Answer
$f\left( x \right) = {{\rm{e}}^{x - 1}} = \mathop \sum \limits_{n = 0}^\infty \dfrac{{{{\left( {x + 1} \right)}^n}}}{{{{\rm{e}}^2}n!}}$
Work Step by Step
Write ${{\rm{e}}^{x - 1}} = {{\rm{e}}^{\left( {x + 1} \right) - 2}} = \dfrac{1}{{{{\rm{e}}^2}}}{{\rm{e}}^{\left( {x + 1} \right)}}$.
We have from Table 2 of Section 11.7:
${{\rm{e}}^x} = \mathop \sum \limits_{n = 0}^\infty \dfrac{{{x^n}}}{{n!}} = 1 + x + \dfrac{{{x^2}}}{{2!}} + \dfrac{{{x^3}}}{{3!}} + \dfrac{{{x^4}}}{{4!}} + \cdot\cdot\cdot$, ${\ \ \ }$ converges for all $x$.

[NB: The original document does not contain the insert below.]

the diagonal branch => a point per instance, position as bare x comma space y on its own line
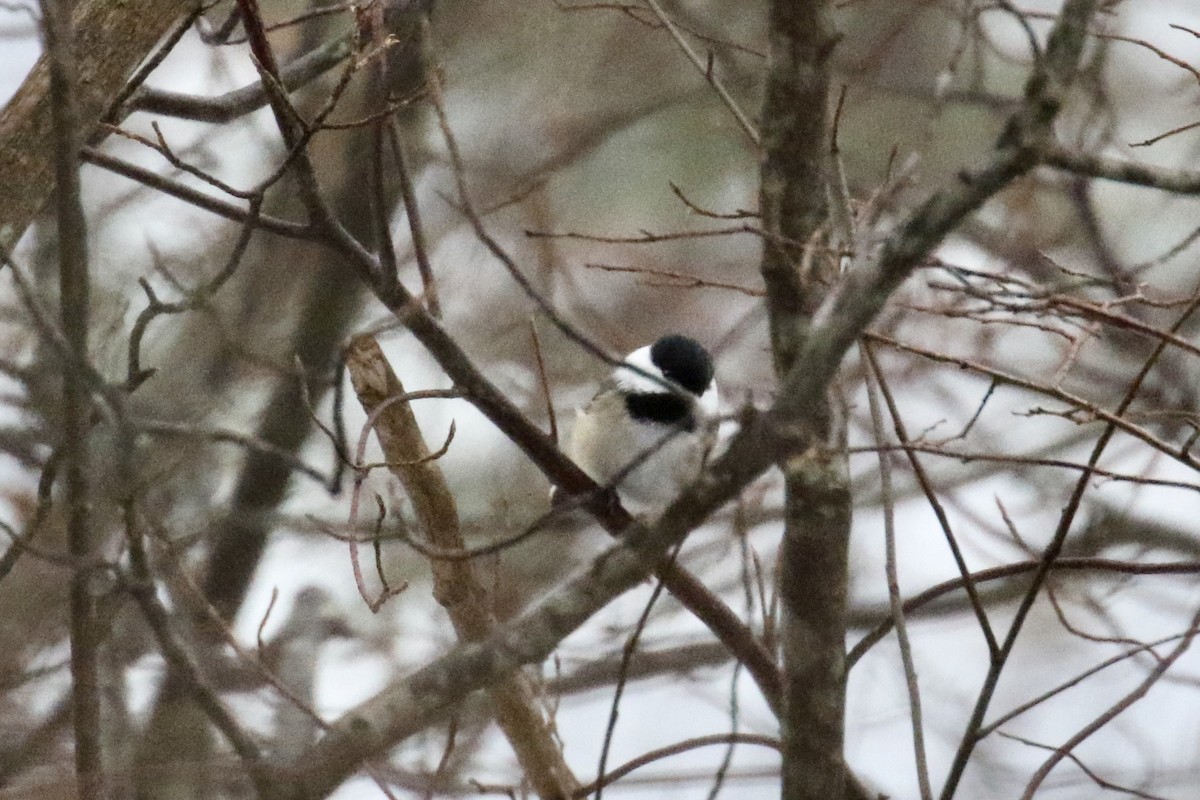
111, 40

Substituting $\left( {x + 1} \right)$ for $x$ in ${{\rm{e}}^x}$, we get
${{\rm{e}}^{\left( {x + 1} \right)}} = \mathop \sum \limits_{n = 0}^\infty \dfrac{{{{\left( {x + 1} \right)}^n}}}{{n!}}$, ${\ \ \ }$ converges for all $x$.

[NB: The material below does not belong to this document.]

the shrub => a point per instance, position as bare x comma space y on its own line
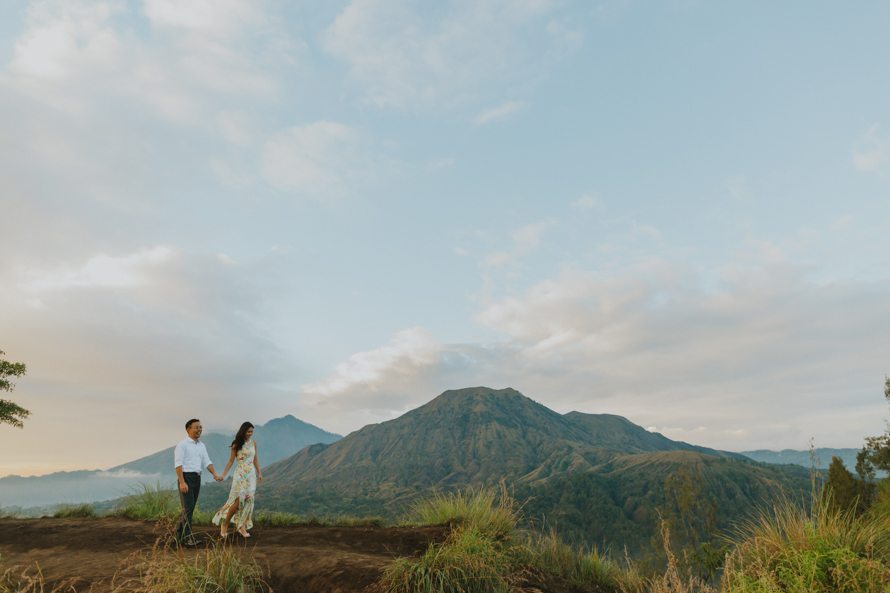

Thus, the Taylor series centered at $c=-1$ is
$f\left( x \right) = {{\rm{e}}^{x - 1}} = \mathop \sum \limits_{n = 0}^\infty \dfrac{{{{\left( {x + 1} \right)}^n}}}{{{{\rm{e}}^2}n!}}$.
It is valid for all $x$.